TeleMoMa A Modular and Versatile Teleoperation System for Mobile Manipulation
- TeleMoMa A Modular and Versatile Teleoperation System for Mobile Manipulation
- Venue: ICRA Workshop MoMa 2024
- Title: TeleMoMa A Modular and Versatile Teleoperation System for Mobile Manipulation
- Authors: Shivin Dass, Wensi Ai, Yuqian Jiang, Samik Singh, Jiaheng Hu, Ruohan Zhang, Peter Stone, Ben Abbatematteo, Roberto Martín-Martín
- Leader: Yohei
- Paper Link
Nutshell
TeleMoMa is a general and modular interface for whole-body teleoperation of mobile manipulators, enabling the collection of high-quality demonstration data for imitation learning in mobile manipulation tasks.
Key Ideas
- TeleMoMa enables the collection of high-quality demonstration data for imitation learning in mobile manipulation tasks, and a hybrid vision-virtual reality (VR) interface is an efficient and natural mode of teleoperation.
- The results indicate that on their own, both VR and Vision present drawbacks pertaining to their individual modalities, but when combined in the form of VR + Vision (Real world), TeleMoMa can overcome their individual drawbacks to enable an improved teleoperation experience.
- This paper describes how TeleMoMa facilitates the use of mobile phones, spacemouse, and keyboards as part of its Human Interface.
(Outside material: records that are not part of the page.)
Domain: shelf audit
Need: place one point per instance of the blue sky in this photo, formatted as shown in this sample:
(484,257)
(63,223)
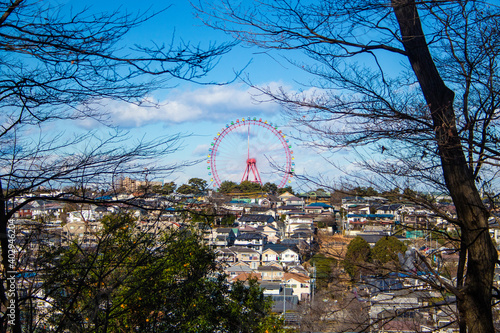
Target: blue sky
(203,110)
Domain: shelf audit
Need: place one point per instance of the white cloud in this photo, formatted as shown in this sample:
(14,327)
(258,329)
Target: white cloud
(212,103)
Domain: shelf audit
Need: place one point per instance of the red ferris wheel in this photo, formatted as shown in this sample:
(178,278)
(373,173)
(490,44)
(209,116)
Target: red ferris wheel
(251,149)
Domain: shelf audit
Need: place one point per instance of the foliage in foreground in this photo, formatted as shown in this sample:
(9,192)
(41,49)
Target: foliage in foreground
(133,281)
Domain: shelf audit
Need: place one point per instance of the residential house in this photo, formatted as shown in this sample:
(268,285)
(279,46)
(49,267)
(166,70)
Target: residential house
(293,201)
(255,219)
(271,273)
(301,285)
(237,269)
(246,255)
(223,237)
(252,240)
(225,256)
(272,233)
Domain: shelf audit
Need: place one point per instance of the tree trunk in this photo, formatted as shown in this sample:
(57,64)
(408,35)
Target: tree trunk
(474,299)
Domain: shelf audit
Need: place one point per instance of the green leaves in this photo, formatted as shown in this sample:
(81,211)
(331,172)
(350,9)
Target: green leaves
(131,281)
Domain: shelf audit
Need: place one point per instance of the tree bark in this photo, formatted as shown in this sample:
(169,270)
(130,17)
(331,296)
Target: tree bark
(474,300)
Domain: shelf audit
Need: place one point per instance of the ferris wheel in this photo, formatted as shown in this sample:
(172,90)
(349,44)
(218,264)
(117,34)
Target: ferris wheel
(251,149)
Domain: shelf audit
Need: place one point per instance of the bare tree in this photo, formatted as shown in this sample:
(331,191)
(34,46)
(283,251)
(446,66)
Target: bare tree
(58,67)
(433,116)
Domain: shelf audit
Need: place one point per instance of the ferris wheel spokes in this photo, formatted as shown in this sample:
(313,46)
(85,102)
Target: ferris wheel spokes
(252,166)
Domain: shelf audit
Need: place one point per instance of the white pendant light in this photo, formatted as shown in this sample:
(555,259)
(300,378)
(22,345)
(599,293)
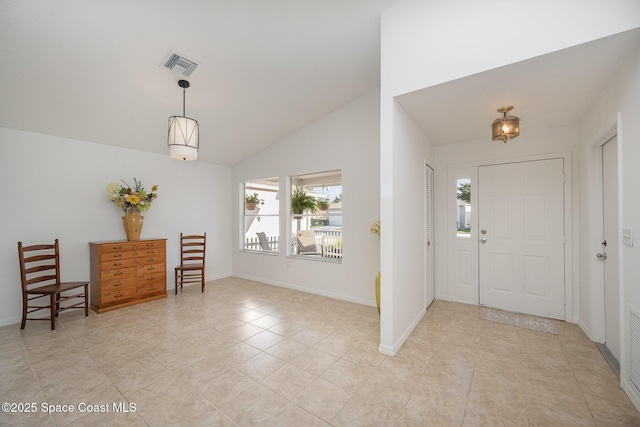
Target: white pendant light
(183,139)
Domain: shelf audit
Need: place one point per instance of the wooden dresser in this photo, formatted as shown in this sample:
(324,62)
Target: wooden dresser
(126,273)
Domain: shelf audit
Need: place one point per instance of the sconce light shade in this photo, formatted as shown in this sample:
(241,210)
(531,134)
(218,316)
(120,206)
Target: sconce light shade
(505,127)
(183,139)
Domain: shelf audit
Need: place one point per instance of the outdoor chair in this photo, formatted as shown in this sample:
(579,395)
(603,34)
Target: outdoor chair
(306,243)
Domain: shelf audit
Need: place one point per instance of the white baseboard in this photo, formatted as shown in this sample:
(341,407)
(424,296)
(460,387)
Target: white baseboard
(392,351)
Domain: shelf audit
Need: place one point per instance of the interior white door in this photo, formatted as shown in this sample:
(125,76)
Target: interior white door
(521,238)
(430,282)
(609,254)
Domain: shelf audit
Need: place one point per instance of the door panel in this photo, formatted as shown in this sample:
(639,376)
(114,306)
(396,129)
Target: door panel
(521,247)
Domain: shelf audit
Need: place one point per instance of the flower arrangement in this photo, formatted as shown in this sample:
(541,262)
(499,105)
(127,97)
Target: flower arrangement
(131,199)
(375,227)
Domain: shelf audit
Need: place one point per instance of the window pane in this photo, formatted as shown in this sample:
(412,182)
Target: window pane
(316,216)
(463,207)
(261,223)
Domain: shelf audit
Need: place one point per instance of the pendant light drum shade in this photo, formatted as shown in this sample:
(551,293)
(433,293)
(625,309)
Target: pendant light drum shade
(183,139)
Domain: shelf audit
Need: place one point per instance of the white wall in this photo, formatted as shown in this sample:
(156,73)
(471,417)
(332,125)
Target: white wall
(55,188)
(346,139)
(617,111)
(402,277)
(427,43)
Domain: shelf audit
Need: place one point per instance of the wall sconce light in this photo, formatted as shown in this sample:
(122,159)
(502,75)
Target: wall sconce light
(505,127)
(183,139)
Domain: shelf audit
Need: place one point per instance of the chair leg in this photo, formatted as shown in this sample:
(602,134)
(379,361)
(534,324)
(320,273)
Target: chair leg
(86,300)
(53,311)
(24,312)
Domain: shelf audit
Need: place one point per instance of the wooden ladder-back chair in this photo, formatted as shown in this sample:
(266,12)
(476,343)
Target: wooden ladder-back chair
(40,275)
(192,257)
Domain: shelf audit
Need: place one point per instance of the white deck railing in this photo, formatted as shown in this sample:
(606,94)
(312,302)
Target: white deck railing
(329,240)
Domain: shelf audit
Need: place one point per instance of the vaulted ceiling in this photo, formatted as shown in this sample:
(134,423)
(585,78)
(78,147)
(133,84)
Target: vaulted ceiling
(93,71)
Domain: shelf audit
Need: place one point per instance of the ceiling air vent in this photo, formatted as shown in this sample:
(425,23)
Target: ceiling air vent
(179,64)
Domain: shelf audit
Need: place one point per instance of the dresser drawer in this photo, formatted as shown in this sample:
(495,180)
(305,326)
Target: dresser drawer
(153,288)
(124,282)
(117,263)
(118,247)
(153,244)
(144,277)
(118,273)
(150,268)
(118,295)
(148,254)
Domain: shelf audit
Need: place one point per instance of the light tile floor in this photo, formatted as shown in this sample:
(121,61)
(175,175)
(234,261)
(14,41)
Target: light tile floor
(249,354)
- The findings in this paper suggest that depth information is a crucial component for the development of effective mobile manipulation policies, and that the strong dependency between base and arm actions is one of the main challenges in IL for mobile manipulation
Details
Objectives
The objective of TeleMoMa is to provide a general and modular interface for whole-body teleoperation of mobile manipulators, enabling the collection of high-quality demonstration data for imitation learning in mobile manipulation tasks.
Methods
TeleMoMa uses a modular and versatile teleoperation framework that facilitates the integration of different human interfaces, robot platforms, and simulators. The system consists of a Human Interface, a Teleoperation Channel, and a Robot Interface. TeleMoMa uses the position and rotation of the hips to control the movement of the base of the mobile manipulator. It also sends compressed sensor images from the robot and decompresses them on the client, and processes the RGB-D images from the vision interface on the client side and only sends the action commands over the teleoperation channel.
Experiments and Results
User Study
Subjects
Novice users were involved in user studies to evaluate the ease of learning to collect demonstrations with different combinations of human interfaces enabled by TeleMoMa.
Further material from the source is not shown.